Trotsky diferencia al futurismo del formalismo en que “es un fenómenos europeo” y porque “en vez de encerrarse en el marco de las formas artísticas, se subordinó desde un principio –sobre todo en Italia– a las manifestaciones de la vida política y social”. Le reprocha una exagerada negación del pasado, en “un nihilismo propio de la bohemia, no del revolucionario proletario”. Y en los primeros tiempos de la Revolución escribe sobre los futuristas agudas observaciones que no atañen solamente a la cuestión estética: “Las opiniones de Lef  (el órgano cultural del movimiento) no son totalmente falsas, ni hay motivo para dejarlas completamente a un lado. Tampoco puede hablarse de que constituyan una herejía contra la opinión del Partido, por la sencilla razón de que éste no tiene firme decisión sobre el arte del porvenir, ni sobre problemas como el de la forma poética, la reconstitución y el desarrollo del teatro, la renovación del lenguaje literario o el estilo arquitectónico. Lo mismo ocurre en otros terrenos /…/ ¿Qué hace entonces el Partido? Encomienda a distintas personas que estudien estos problemas, y juzga de su labor y capacidad por los resultados prácticos obtenidos. En el terreno artístico la cuestión resulta más sencilla, y al mismo tiempo más complicada.
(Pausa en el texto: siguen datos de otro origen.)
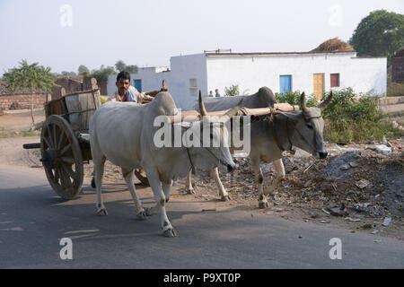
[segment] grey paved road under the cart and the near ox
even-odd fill
[[[139,189],[145,206],[154,200]],[[310,223],[226,209],[174,196],[168,216],[179,237],[167,239],[158,217],[136,220],[123,185],[105,189],[108,217],[95,215],[90,187],[60,199],[43,170],[0,165],[0,268],[403,268],[404,243]],[[59,257],[73,241],[73,260]],[[342,259],[329,258],[329,239],[342,240]],[[375,243],[374,239],[380,239]]]

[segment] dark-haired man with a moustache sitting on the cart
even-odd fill
[[[134,101],[137,103],[148,103],[154,99],[155,95],[160,91],[168,91],[166,81],[162,81],[162,89],[159,91],[139,92],[130,85],[130,74],[122,71],[117,76],[118,91],[115,91],[113,99],[117,101]]]

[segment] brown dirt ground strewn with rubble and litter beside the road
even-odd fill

Mientras se trate de la utilización política del arte o de impedir que el enemigo se sirva de él para sus propios fines, el Partido dispone de suficiente experiencia, sagacidad, decisión y medios. Mas ni la actividad artística, ni la lucha por sus adquisiciones formales, constituyen el objeto inmediato de su actividad”. Pero, de todos modos, su política hacia el grupo estaba orientada a incorporarlos a la obra revolucionaria, lejos de la censura y la condena: “No hay ningún motivo para dudar de que el grupo Lef  se esfuerza francamente en trabajar por el socialismo, de que se apasiona por los problemas artísticos y de que pretende seguir criterios marxistas. ¿Por qué, pues, empezar con la ruptura en lugar de influirlo y asimilarlo?”.
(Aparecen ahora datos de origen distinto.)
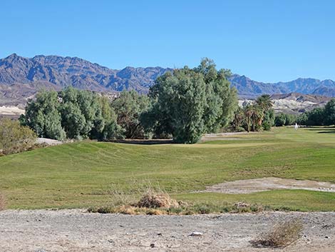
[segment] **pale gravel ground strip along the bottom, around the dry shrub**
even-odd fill
[[[273,223],[304,222],[303,236],[284,249],[249,241]],[[0,251],[335,251],[333,213],[243,213],[127,216],[81,210],[0,212]],[[201,236],[190,236],[201,232]]]

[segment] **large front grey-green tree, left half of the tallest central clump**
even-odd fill
[[[153,119],[156,134],[171,133],[178,143],[195,143],[205,132],[205,81],[202,74],[175,69],[156,80],[150,89],[153,109],[145,116]]]

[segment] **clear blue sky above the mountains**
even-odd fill
[[[335,80],[335,1],[4,0],[0,58],[78,56],[112,69],[197,66],[265,82]]]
En cuanto a “la política del partido en el arte”, antes de prevenir que “de ninguna manera le es lícito adoptar posturas de cenáculo literario, que combate a otro círculo también literario o que simplemente les hace competencia”, advierte que “no es el arte terreno donde el partido esté llamado a mandar. Puede y debe proteger, mejorar y solo indirectamente dirigir. Muy ligado a ello, está la política con la ciencia y aun con el psicoanálisis: “¿Qué dirán los metafísicos de la pura ciencia proletaria de la teoría de la relatividad? ¿Concuerda con el materialismo o no? ¿Se ha resuelto este problema? ¿Dónde, cuándo y por quién? Que los trabajos del fisiólogo de Petrogrado, Pavlov, se mueven en la senda del materialismo, lo ve hasta el más lego en la materia. Pero ¿qué decir de la teoría psicoanalítica de Freud? ¿Es compatible con el materialismo, como por ejemplo opina el compañero Radek (y yo también), o se le muestra contraria?”.

Todo esto, naturalmente, reflexionado, escrito y editado (ed. rusa: Literatura i revolutsia, Moscú, 1923) antes de la enfermedad y de la muerte de Lenin (enero de 1924) y del rompimiento con el stalinismo. Después, durante el exilio y la persecución mortal, no variaron los ejes de su mirada sobre el arte pero sí sus consideraciones sobre la producción artística soviética: “El estilo de la pintura soviética de hoy día es llamado “realismo socialista”. El nombre mismo ha sido inventado evidentemente por algún funcionario del departamento de bellas artes. Este “realismo” consiste en la imitación de daguerrotipos provincianos del tercer cuarto del siglo pasado; el carácter “socialista” consiste aparentemente, en representar a la manera de la fotografía amanerada, acontecimientos que nunca se realizaron. /…/ El arte del período stalinista quedará como la más franca expresión del profundo descenso de la revolución proletaria”. Quizás, por otros motivos bien justificados, haya exagerado, pero sus conocimientos de la cuestión eran sólidos y fundamentados. Y tenían un pensamiento como regla: “El arte debe emprender por sí solo la ruta que haya elegido. El partido es guía del proletariado, no del proceso histórico”.

(*) Mario Goloboff es escritor y docente universitario. 

Este artículo fue publicado previamente en Página 12 y Rebelión.